Tyl-Pro will be launching new and exciting products that the South African market has never been exposed to before.

Founded by Jeffrey Africa, who has 26 years’ experience in the tile adhesive industry, Tyl-Pro came into being after Jeffrey wanted to further develop his passion for the Green Building industry.
Tyl-Pro will be launching new and exciting products that the South African market has never been exposed to before. FLOORS in Africa interviewed Jeffrey to get his input on grouting and screeds.

What cleaning programmes should be followed when it comes to ceramics, porcelain and stone?
From a technical perspective, I would say that the porosity of tiles is obviously very important, as it will determine how much cleaning you would have to do. Porcelain and ceramic tiles are very dense and you’re not going to get anything seeping through the top surface of the product. There are a lot of cleaning materials in the market that you can use but it all depends on the porosity of the tile.

How do you prevent grouting from discoloration?
You have normal grouts and you have waterproof grouts. The waterproof grouts in the market are not actually waterproof, they are water-resistant. This means that they prevent any spillage from being absorbed quickly, so you have more time to clean it up – but eventually it will penetrate the grouting. We need to look to this part of the market to ensure that your grout looks the same as when you installed it five years ago. Because grout is porous, any dirt is transferred to it from the washing fluid. When grouting, you need to add bonding liquid to the grouting mix which makes it less porous, giving you more time to clean. The water in the bonding liquid evaporates and becomes a plastic so eventually what you are left with is a product that resists water and prevents the absorption of the bonding liquid.

What maintenance schedule is ideal?
Again it has to do with the quality of the product. You get rough-textured tiles with indentations which are normally not ideal for commercial applications. Natural stone tiles need to be sealed. Grout and spillage will stain them if they’re not sealed. They will have to be resealed every year and you may have to remove the existing sealer before being able to start. This requires a very labour-intensive maintenance programme.
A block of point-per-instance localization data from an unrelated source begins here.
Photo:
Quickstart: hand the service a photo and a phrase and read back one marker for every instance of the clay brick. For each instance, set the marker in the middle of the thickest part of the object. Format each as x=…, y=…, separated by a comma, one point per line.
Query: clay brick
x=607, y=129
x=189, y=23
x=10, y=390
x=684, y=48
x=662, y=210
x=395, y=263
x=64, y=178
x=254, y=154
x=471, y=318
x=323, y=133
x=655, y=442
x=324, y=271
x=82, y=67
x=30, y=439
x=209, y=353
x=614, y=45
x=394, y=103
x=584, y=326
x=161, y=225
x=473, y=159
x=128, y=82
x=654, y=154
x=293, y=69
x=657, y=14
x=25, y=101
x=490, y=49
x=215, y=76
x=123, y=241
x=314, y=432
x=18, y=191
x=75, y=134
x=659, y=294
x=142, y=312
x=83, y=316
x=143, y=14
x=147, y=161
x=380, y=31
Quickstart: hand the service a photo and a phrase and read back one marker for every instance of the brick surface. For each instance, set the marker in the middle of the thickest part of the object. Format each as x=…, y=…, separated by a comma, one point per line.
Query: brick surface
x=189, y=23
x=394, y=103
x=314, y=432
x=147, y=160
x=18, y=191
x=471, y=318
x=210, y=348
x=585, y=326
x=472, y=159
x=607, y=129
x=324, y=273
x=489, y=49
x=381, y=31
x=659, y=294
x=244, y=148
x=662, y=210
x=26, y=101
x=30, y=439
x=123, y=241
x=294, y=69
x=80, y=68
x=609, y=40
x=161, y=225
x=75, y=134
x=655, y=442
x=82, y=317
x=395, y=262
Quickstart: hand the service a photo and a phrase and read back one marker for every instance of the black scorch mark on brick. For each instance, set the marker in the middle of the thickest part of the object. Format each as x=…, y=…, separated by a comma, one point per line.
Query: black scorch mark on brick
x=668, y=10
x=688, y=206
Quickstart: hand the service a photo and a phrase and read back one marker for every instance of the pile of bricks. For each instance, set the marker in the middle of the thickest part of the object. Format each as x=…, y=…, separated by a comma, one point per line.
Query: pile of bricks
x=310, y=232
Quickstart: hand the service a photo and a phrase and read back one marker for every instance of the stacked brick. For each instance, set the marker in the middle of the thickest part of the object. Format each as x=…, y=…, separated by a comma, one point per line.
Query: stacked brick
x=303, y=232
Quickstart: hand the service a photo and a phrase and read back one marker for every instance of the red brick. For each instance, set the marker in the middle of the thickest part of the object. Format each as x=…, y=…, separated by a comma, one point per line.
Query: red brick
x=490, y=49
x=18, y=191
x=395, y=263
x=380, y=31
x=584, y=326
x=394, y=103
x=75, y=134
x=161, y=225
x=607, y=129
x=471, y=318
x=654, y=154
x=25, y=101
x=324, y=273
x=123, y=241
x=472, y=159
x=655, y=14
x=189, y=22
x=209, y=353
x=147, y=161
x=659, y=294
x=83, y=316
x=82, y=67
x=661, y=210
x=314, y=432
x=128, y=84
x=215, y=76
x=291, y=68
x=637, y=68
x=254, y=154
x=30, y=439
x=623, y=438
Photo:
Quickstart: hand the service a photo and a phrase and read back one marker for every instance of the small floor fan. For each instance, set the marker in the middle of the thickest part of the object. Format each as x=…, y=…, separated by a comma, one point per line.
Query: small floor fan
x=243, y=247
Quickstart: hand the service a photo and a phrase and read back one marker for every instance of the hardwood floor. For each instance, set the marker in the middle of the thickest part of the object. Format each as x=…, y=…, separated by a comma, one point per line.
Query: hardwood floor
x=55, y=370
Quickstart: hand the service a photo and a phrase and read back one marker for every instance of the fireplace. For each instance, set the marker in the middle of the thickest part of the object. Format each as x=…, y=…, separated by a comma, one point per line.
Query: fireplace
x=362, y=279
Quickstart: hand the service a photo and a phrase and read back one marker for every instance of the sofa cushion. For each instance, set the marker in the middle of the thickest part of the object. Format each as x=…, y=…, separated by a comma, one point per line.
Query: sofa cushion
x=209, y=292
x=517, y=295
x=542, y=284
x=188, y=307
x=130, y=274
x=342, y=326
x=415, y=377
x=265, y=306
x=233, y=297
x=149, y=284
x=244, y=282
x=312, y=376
What technological advancements in grouting have been made?
As an industry we should strive to formulate a grout that won’t need continual cleaning. Currently, three months after putting grout in, your cleaning programme has caused the grout to go black as dirty water is transferred across the tiles when cleaning. The goal is to have grout that is completely impervious. I get a lot of queries as to whether the grout is dirt-resistant, which identifies it as a need in the market. People are asking and wondering when it will be available. The aim is to get the grout to be able to perform in the same manner as your tile. Our market as it is now is not educated enough. We have the tile adhesive options, but people still run to the cheaper options, which is why the market is actually shrinking. We are all fighting for a portion of the market. The process should actually be that the end user makes the product decision and not the contractor.

How do self-levelling screeds affect a flooring installation and what are the benefits?
Self-levelling screed is a specialised product. You have self-levelling screeds for various applications, be they laminate floors, carpets, etc. Then we have vinyl floors which are very sensitive when it comes to the surfaces they are installed on. Screeds are there to make sure you have the required level surface. Moisture is also very important. We don’t allow any floor to have more than 5% moisture. We purchased a machine to measure the levelness of the screed, its coverage and where the flaws are. You can’t measure a level floor with the naked eye. We use the machine and provide it as a service offering to the industry.

What challenges arise due to self-levelling screeds and how can these be overcome?
People tend to over-water when installing self-levelling screeds. The measuring of water is critical. A 5-litre container does not take 5 litres of water, it takes 5.7 litres. They fill the container and then they have actually over-watered the product. If you pour a self-levelling screed over a porous surface, the surface absorbs about one litre, which means you are installing 4 litres of screed and it won’t perform to expectation. People don’t seal floors and they don’t use the right water measurements.